Latin American Nominees For The 2017 Oscars

By - 17 February, 2017

After being one of the major players in recent Academy Awards history it seems as if Latin America’s run of success is coming to end as this year only a handful of nominations hail from the continent. This is in stark contrast to the past fifteen years which has seen Latin Americans (though it must be said, mainly Mexicans with some Argentines, Brazilians and the odd Chilean or Puerto Rican) feature heavily, with the Best Director being Mexican for the past three years, with The Secret In Their Eyes winning Best Foreign Film in 2009 and Alejandro González Iñárritu’s Birdman winning Best Picture in 2014.

The biggest surprise has been in the Best Foreign Film category where many thought Pablo Larraín’s Neruda, a poetic take on a chapter in Pablo Neruda’s life, would get a nomination, but missed out in the end, meaning that no Latin American films got a nomination in the category for only the 3rd time in the past 8 years. It would have been interesting had Kleber Mendonça Filho’s Aquarius got picked as Brazil’s contender for the nomination list, though unfortunately it controversially missed out on even being in the running.

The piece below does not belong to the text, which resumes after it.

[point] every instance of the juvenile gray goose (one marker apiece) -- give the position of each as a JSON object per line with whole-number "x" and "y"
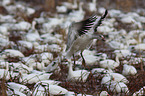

Which leaves the main Latin American contender being for another Pablo Larraín film, his first English-language film, Jackie, starring Natalie Portman, which intimately tells the story of Jackie Kennedy in the lead-up to, and the years following, JFK’s assassination. The film has been nominated in the Best Actress, Best Original Score and Best Costume Design categories.

Finding other Latino nominations is harder, but there is a sprinkling. Serial award-winner Lin-Manuel Miranda is up for Best Song for his Moana tune, “How Far I’ll Go”. If he were to win that would put him in the rare company of people who’ve won the EGOT quartet (Emmy, Grammy, Oscar, Tony). Finally, Rodrigo Prieto has his second ever nomination for Best Cinematographer for his work on Martin Scorsese’s Silence.

The increased nominations for African Americans this time round, following the #OscarsSoWhite controversy last year, shows that there is more diversity on offer, and even has many commentators asking “Will Diversity Win The Day?“, but on the other hand the lack of Latin American talent has opened up a completely different debate. And perhaps it’s no surprise that Santiago Pozo wrote in Deadline that the “Oscars are Black and White, But Not Brown”, asking and hoping that there will be “true multicultural presenters” at this year’s Oscars show.

What do you think? Will diversity win? And if so, is that diversity inclusive enough if it only includes a sprinkling of Latin Americans?